Museum Macan: Arahmaiani, Lee Mingwei & On Kawara

by Julius Kensan
30th November 2018
Museum MACAN returns with solo exhibitions of three conceptual artists, Arahmaiani, Lee Mingwei and On Kawara with a strong focus on performance art that invites the participation of visitors.

After the highly successful exhibition of Yayoi Kusama’s Life is the Heart of a Rainbow earlier this year, Museum MACAN has returned to present three solo exhibitions highlighting the works of conceptual artists, namely Arahmaiani (Indonesian), Lee Mingwei (Taiwanese/American) and On Kawara (Japanese).

In “The Past has not Passed”, the exhibition is a survey of Arahmaiani’s works for the past three decades. With a strong focus on social activism, multiculturalism and the effects of globalisation, Arahmaiani is one of the key figures influencing the contemporary art scene of Southeast Asia. In Nation for Sale, the installation questions the price that comes with rapid development in Indonesia. While in Lingga-Yoni, Arahmaiani combined the imagery of lingga-yoni, a symbol of virility and fertility in Hinduism, with Jawi alphabets, Arabic-Malay script that was influenced by Hindu-Buddhism culture on Java Island.

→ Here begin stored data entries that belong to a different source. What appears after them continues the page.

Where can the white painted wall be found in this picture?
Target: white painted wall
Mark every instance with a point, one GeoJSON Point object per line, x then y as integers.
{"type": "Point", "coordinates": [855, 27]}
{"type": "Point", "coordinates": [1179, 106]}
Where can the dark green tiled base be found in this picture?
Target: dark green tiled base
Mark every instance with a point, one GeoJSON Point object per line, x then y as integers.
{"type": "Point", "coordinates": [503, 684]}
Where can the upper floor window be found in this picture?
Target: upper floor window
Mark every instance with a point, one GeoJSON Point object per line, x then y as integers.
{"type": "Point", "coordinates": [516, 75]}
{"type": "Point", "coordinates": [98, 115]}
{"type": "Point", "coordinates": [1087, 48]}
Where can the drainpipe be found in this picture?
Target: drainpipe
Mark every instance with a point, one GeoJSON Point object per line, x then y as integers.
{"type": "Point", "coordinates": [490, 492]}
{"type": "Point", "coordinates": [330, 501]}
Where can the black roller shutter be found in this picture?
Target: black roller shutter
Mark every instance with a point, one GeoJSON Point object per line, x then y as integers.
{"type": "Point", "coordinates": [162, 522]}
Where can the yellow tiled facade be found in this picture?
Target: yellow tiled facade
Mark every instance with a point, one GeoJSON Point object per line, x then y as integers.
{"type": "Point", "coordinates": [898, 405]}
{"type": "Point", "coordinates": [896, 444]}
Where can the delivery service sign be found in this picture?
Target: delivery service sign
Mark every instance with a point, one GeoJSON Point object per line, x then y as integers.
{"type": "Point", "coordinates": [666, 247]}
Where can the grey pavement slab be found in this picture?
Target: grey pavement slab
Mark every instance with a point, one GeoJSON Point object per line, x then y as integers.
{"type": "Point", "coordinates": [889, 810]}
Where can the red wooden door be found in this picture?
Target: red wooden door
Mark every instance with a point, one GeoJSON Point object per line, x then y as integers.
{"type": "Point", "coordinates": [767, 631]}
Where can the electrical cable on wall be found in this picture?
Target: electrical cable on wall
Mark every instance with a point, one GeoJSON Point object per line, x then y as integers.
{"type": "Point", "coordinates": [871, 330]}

If Arahmaiani’s “The Past has not Passed” casts a wide net on the influences between cultures and its politics, Lee Mingwei’s “Seven Stories” dives deep into the emotional interpersonal relationship between humans. Through seven works, most of which involves the participation of viewers, the artist employs simple daily activities as his form of expression. In particular, The Dining Project, invites a single visitor for a private dinner in the museum during the after-hours. In Sonic Blossom, a singer gifts Lieder (art songs) to a random visitor.

Rounding off the trinity of the exhibitions is “One Million Years” by On Kawara, where one male and female volunteers take turn reading out dates from one-million period before the artist’s work and the one-million years after it.

At first glance, these three solo exhibitions may differ greatly from one another, but they all offer a meditative counter to the previous exhibition of Yayoi Kusama, where they hone in on the active participation of each visitor that is further amplified by their own personal, and private, experience.